グンマー2100~群像の精器(マギウス)

奈楼小雪

第156話 中東部の活躍 後編

  ――2100年5月25日10時00分 中東部アラブ中東地域成層圏
 それは時間を遡る事、数時間前。 中東部部長はデウス・ウクス・マキーネ号格納庫内の一段高く為った所に立ち演説する。
 『
  諸君!今の中東アラブは石油の利権に溺れ安穏な生活を送っている  金持ち達は高級車に乗り、傭兵達が狩ったビーストを己が倒した様にSNSに乗せている。  これは命がけで獲物を狩った者へ対する冒涜である!
  また、貧しい者達へ施す為に喜捨ザカートなどもしているが、まやかしに過ぎない!  彼らが施したのは僅かな物で根本的な解決に成っていない!  富める者は冨み、貧しい物は貧しいままである。   そして、何より許せないのが国民全体が石油の利権に塗れやる気が無い点にある!
  実に!実に許しがたい事実である!
  我々のグンマーはどうか?  人々は老いも若きも日々、ビーストと戦う為に切磋琢磨している。  そこには何があるか?  そう、競争原理がある。
  競争原理と言っても相手を蹴落とすのは無く、互いに高め合う競争である。  皆により認められ必要とされたい!グンマーをより良くしたいという気持ちがある!
  では、我々は何故にグンマーでは無く中東に来ているか?  我々の世界を変える為に、世界を今一度洗濯するのだ!
  諸君はバタフライ効果を知っているだろうか?  ブラジルの蝶が羽ばたいただけで、アメリカで竜巻が起こるという物だ!
  ならばこそ、我々は我々の世界を変える為に行動を開始する!
  愚かな欺瞞に満ちた平和憲法の名の下に安穏としている愚か者達の目を覚まさせるのだ!
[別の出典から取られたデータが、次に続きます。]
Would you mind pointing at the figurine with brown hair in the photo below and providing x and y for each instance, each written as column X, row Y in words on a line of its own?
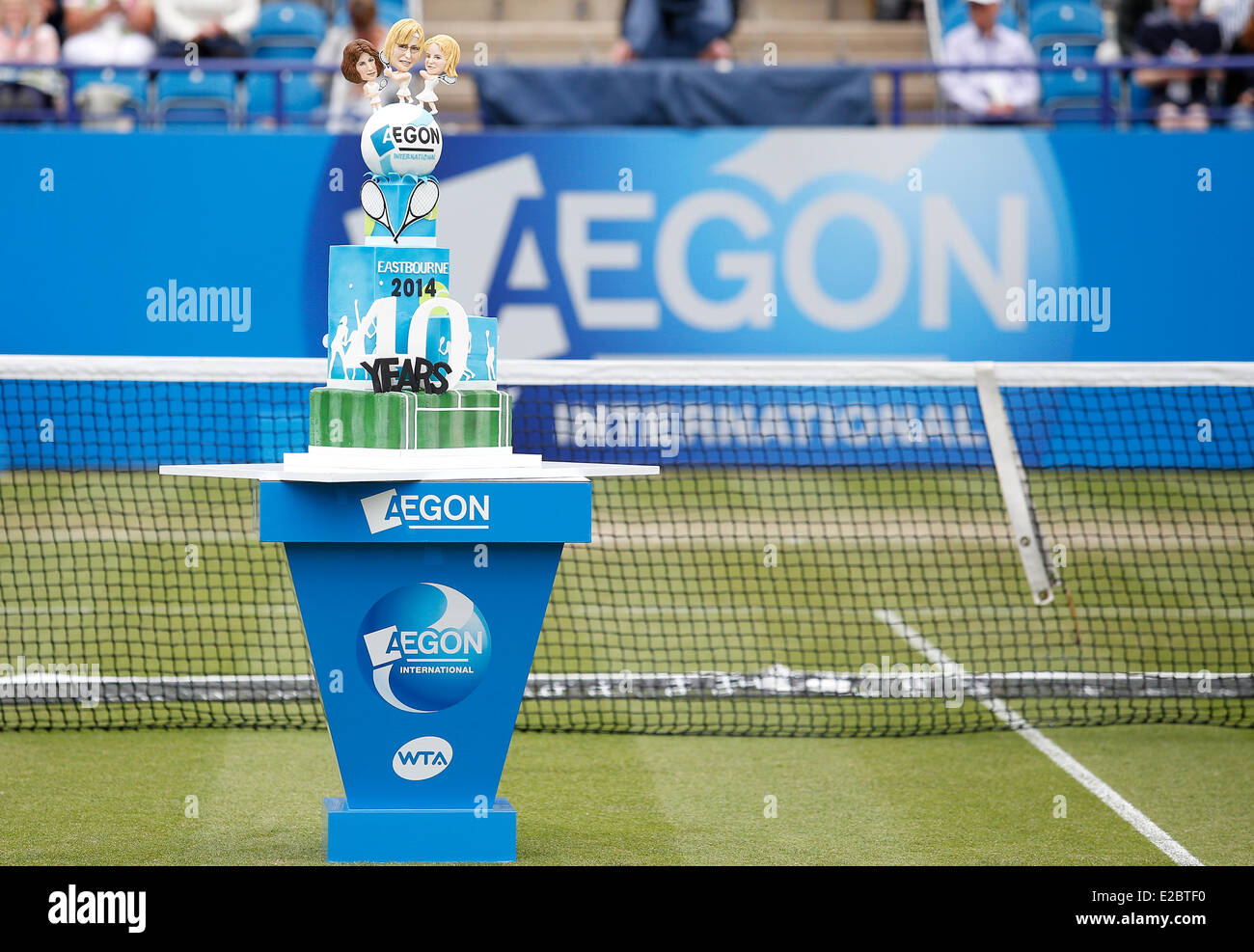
column 401, row 49
column 363, row 66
  往くぞ諸君!全ては世界に冠たる群馬の為に!                              』
 「「「「「グンマーの為に!!」」」」」」

 飛行装置を付けた少年少女達は敬礼をするとカタパルトに乗り射出される。

 ■  ■  ■
 ――2100年5月25日11時00分 アラブ連合支配地域
 一人の男がが砂漠の中をトラックで疾走している。 男の名前はアダム、情報局カンパニーの職員である。 米国がこんな砂漠まで来るのは、反米側の部族を取り込み自国側へ取り込む為だ。 交渉の為に現金、薬品、武器などを満載している。
 周りには民間軍事会社プライベートミリタリーの兵士達が囲んでいる。 彼らは何れも元米軍に所属していた猛者達である。 が、何れも問題行動を起こし不名誉除隊となった者でもある。 つまり、失っても痛くない人材を有効活用しているのだ。
 『あと、もう少しでつくか?』
 「サ―、もう少しで着きます」
 汗を拭きながらアダムは丘を越えると目の前に渓谷が見えてくる。 眼下には多数の遊牧民のテントや兵士達の姿が見える。
 『見えて来たぞ!交渉相手が案内人をよこす予定になっている』
 そう言いながら煙草に火を付けた時。 ヒュンっと音がし土埃が男達を襲い、同時にドン、ドンドンっと音がする。
 『な、なにがおきたんだ!』
 土煙が晴れた先には爆炎に包まれる渓谷があった。 辛うじて生きている人々が我先に逃げだろうとしている所へ再びドンっと音がし人々が吹き飛ぶ。
 アダムは超望遠機能付きサングラスで見上げると星条旗の機体が姿が確認できた。
 『何故だ!どうしてだ!』
 そう言っていまにもミサイルが再び渓谷を襲う。 結果として、誰も生き残る者は彼ら以外にはいなかった。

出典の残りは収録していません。